An eigenface (/ˈaɪgən-/ EYE-gən--) is the name given to a set of eigenvectors when used in the computer vision problem of human face recognition. The approach of using eigenfaces for recognition was developed by Sirovich and Kirby and used by Matthew Turk and Alex Pentland in face classification. The eigenvectors are derived from the covariance matrix of the probability distribution over the high-dimensional vector space of face images. The eigenfaces themselves form a basis set of all images used to construct the covariance matrix. This produces dimension reduction by allowing the smaller set of basis images to represent the original training images. Classification can be achieved by comparing how faces are represented by the basis set.

== History ==

The eigenface approach began with a search for a low-dimensional representation of face images. Sirovich and Kirby showed that principal component analysis could be used on a collection of face images to form a set of basis features. These basis images, known as eigenpictures, could be linearly combined to reconstruct images in the original training set. If the training set consists of M images, principal component analysis could form a basis set of N images, where N < M. The reconstruction error is reduced by increasing the number of eigenpictures; however, the number needed is always chosen less than M. For example, if you need to generate a number of N eigenfaces for a training set of M face images, you can say that each face image can be made up of "proportions" of all the K "features" or eigenfaces: Face image_{1} = (23% of E_{1}) + (2% of E_{2}) + (51% of E_{3}) + ... + (1% E_{n}).

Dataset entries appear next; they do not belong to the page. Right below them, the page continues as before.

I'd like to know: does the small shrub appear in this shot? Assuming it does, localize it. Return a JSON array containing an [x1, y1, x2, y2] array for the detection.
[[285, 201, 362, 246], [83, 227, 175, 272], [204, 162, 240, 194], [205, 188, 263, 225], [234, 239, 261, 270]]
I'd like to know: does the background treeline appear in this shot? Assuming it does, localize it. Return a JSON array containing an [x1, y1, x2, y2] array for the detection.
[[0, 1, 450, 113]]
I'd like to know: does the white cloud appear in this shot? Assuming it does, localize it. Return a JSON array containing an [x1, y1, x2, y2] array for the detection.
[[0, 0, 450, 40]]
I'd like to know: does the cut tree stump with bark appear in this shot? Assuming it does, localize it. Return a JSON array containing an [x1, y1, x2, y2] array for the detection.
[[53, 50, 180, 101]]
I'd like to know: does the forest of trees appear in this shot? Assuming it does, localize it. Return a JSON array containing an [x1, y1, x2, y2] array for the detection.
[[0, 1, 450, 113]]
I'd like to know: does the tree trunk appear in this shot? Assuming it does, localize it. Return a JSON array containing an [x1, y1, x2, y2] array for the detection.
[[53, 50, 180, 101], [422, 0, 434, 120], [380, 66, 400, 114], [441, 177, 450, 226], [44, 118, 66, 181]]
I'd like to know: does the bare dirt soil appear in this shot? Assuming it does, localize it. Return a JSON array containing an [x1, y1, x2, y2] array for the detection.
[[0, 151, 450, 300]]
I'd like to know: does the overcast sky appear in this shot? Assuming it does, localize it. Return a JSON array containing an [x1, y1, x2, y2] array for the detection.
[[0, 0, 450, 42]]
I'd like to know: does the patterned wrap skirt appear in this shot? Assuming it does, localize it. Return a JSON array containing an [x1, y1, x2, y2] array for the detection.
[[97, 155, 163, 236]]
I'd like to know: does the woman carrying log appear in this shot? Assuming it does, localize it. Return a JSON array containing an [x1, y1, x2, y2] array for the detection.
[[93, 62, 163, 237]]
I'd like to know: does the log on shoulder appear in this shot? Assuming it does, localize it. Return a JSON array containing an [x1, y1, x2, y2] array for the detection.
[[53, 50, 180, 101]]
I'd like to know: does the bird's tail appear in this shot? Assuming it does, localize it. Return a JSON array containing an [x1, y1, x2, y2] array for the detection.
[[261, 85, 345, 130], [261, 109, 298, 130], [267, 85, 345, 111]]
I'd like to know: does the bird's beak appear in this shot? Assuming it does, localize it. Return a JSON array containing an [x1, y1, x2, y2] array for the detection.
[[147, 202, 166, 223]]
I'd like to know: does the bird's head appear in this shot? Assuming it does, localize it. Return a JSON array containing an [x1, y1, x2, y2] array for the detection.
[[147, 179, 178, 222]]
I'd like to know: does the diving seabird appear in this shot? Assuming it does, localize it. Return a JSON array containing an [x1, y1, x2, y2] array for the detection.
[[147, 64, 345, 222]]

In 1991 M. Turk and A. Pentland expanded these results and presented the eigenface method of face recognition. In addition to designing a system for automated face recognition using eigenfaces, they showed a way of calculating the eigenvectors of a covariance matrix such that computers of the time could perform eigen-decomposition on a large number of face images. Face images usually occupy a high-dimensional space and conventional principal component analysis was intractable on such data sets. Turk and Pentland's paper demonstrated ways to extract the eigenvectors based on matrices sized by the number of images rather than the number of pixels.

Once established, the eigenface method was expanded to include methods of preprocessing to improve accuracy. Multiple manifold approaches were also used to build sets of eigenfaces for different subjects and different features, such as the eyes.

== Generation ==

A set of eigenfaces can be generated by performing a mathematical process called principal component analysis (PCA) on a large set of images depicting different human faces. Informally, eigenfaces can be considered a set of "standardized face ingredients", derived from statistical analysis of many pictures of faces. Any human face can be considered to be a combination of these standard faces. For example, one's face might be composed of the average face plus 10% from eigenface 1, 55% from eigenface 2, and even −3% from eigenface 3. Remarkably, it does not take many eigenfaces combined together to achieve a fair approximation of most faces. Also, because a person's face is not recorded by a digital photograph, but instead as just a list of values (one value for each eigenface in the database used), much less space is taken for each person's face.

The eigenfaces that are created will appear as light and dark areas that are arranged in a specific pattern. This pattern is how different features of a face are singled out to be evaluated and scored. There will be a pattern to evaluate symmetry, whether there is any style of facial hair, where the hairline is, or an evaluation of the size of the nose or mouth. Other eigenfaces have patterns that are less simple to identify, and the image of the eigenface may look very little like a face.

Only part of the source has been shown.